Employer Obligations During a Leave

This week, Christine Thomlinson wrote a great blog post on the (potential) come-back of Tiger Woods.  She draws a parallel between Tiger's return to golf and employees returning to work after a difficult period in their life, whether criminal, personal, or otherwise.  As she points out, there are a number of pro-active steps an employer can take to ease the transition.

I would suggest that Christine's comments also extend to other types of absences, such as a maternity or parental leave, a sick leave or workplace sabbatical.  When an employee has been absent from the workplace for a period of time - even if for very happy reasons such as becoming a new parent - the workplace will continue to chug along without the absent employee. 

What  are an employer's obligations and an employee's entitlements during an extended leave?  For American employers with a Canadian subsidiary, this area is often a completely bizarre area of Canadian employment law.

Part XIV of the Employment Standards Act (ESA) provides for the following types of statutory leaves:

  • Pregnancy Leave
  • Parental Leave
  • Family Medical Leave
  • Emergency Leave, and
  • Reservist Leave.

While an employer can offer other types of leaves (e.g. educational leave, etc), it is the above statutory leaves that come with specific legal entitlements. 

For example, when an employee finishes his or her statutory leave, the ESA requires the employer to "reinstate the employee to the position the employee most recently held with the employer, if it still exists, or to a comparable position, if it does not."

The employer must also reinstate the employee at a wage rate that is equal to the greater of (a) the rate the employee most recently earned with the employer or (b) the rate the employee would be earning had she or he worked throughout the leave.
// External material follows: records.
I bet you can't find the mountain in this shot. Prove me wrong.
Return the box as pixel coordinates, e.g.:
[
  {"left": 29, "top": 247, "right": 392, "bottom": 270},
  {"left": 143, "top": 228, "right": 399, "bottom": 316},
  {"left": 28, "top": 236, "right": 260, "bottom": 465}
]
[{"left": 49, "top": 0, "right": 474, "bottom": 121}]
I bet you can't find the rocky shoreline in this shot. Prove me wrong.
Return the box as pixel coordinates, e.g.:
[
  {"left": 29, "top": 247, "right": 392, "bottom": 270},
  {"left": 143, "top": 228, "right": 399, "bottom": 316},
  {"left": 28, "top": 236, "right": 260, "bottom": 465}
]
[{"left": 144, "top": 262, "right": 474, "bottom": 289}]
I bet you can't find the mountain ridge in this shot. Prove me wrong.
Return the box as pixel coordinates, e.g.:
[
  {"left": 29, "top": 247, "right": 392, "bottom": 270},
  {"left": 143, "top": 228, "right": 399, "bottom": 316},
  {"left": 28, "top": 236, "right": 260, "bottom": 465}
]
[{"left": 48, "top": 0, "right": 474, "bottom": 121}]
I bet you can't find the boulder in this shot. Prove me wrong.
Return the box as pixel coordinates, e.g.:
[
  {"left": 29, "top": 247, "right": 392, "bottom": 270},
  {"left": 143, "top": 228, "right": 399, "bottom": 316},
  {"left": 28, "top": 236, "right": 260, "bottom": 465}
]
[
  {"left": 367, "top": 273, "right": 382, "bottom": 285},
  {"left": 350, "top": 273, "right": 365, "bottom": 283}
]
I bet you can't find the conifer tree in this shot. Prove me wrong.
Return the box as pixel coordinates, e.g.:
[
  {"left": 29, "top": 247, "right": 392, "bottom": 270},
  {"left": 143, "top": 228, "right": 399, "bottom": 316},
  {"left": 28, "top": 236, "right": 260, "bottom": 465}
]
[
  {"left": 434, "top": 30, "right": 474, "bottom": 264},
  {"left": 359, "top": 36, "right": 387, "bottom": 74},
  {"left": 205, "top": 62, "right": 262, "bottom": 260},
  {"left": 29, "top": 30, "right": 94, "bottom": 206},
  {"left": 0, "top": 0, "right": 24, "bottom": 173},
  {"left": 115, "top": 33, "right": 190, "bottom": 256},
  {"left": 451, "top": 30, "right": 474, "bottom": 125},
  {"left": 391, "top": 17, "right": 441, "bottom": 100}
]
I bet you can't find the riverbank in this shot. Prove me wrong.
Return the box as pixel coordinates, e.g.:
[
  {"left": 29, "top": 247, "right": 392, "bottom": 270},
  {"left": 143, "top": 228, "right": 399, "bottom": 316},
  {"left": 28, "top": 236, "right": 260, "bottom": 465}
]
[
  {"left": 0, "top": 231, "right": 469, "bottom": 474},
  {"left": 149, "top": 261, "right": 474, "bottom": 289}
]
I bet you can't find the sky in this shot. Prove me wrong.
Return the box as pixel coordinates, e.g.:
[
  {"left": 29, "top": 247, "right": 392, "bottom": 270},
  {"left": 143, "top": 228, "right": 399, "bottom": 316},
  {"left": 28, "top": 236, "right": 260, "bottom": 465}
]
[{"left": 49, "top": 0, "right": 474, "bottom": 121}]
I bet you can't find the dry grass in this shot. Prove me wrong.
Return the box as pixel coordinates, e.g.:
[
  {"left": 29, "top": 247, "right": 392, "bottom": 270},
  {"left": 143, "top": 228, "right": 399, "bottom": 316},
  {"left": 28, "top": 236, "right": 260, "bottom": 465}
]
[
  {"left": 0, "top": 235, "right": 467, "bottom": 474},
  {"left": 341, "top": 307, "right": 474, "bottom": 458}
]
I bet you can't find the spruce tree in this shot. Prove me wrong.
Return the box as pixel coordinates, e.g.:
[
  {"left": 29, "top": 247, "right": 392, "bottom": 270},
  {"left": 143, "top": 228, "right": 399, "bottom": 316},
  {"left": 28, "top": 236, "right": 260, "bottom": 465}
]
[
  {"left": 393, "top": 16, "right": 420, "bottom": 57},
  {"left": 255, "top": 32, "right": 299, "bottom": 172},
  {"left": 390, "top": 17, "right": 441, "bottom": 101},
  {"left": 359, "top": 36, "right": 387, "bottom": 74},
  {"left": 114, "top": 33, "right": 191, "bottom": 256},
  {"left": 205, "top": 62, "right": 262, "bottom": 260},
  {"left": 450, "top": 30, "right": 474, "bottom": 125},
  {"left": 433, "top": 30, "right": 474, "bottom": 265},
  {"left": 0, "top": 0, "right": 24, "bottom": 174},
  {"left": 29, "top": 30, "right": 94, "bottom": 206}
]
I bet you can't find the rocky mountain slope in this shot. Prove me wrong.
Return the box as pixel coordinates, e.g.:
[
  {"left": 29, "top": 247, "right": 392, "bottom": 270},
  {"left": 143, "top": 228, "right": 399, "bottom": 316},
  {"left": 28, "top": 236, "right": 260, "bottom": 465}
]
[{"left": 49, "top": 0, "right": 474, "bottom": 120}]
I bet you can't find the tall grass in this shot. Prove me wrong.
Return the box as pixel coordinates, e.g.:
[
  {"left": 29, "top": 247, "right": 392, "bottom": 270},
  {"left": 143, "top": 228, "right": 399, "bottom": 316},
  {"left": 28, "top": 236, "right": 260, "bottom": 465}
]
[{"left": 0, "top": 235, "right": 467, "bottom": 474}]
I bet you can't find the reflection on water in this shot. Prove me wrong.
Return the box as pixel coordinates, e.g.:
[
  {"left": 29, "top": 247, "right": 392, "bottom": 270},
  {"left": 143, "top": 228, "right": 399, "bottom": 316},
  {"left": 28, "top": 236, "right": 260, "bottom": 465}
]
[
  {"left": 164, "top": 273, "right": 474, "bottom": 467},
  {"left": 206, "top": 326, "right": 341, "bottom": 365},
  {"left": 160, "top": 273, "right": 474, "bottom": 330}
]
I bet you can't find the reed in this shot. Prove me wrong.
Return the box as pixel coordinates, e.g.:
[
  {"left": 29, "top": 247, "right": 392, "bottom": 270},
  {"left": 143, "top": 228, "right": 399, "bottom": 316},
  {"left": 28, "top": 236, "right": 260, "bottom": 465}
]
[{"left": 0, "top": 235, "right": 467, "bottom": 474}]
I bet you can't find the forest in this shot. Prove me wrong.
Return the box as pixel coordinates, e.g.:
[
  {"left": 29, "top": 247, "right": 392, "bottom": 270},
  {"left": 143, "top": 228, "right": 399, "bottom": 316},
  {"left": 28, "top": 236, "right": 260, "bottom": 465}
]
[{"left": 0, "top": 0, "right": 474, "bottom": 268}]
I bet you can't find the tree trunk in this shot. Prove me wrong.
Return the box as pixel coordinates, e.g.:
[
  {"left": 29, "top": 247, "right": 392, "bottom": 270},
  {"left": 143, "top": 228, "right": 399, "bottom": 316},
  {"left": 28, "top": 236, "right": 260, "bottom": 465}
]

A further example involves benefit plans.  An employee on a statutory leave is entitled to continue to participate in the following benefit plans:  pension plans, life insurance plans, accidental death plans, extended health plans, and dental plans.  Again, while an employer can chose to continue all benefits in which the employee is enrolled prior to the leave, it is only the statutory enumerated benefit plans that must be continued during the leave. 

A caveat to this is if the benefit premiums are normally employee paid - in this case, the employee can give the employer written notice that he or she does not intend to pay the employee's contributions, in which case, the employer can cease the benefits for the duration of the leave.

In general, any entitlement based on length of employment must continue to accrue.  An entitlement based on hours worked, however, will generally amount to $0, since the employee will have worked 0 hours during the leave.

While the majority of leaves seem to go smoothly, there are always both legal, human resource and business issues to consider. 

The above outlines some of the legal issues.  Have you run across unique human resource or business issues in your workplace that were difficult to reconcile with the legal obligations?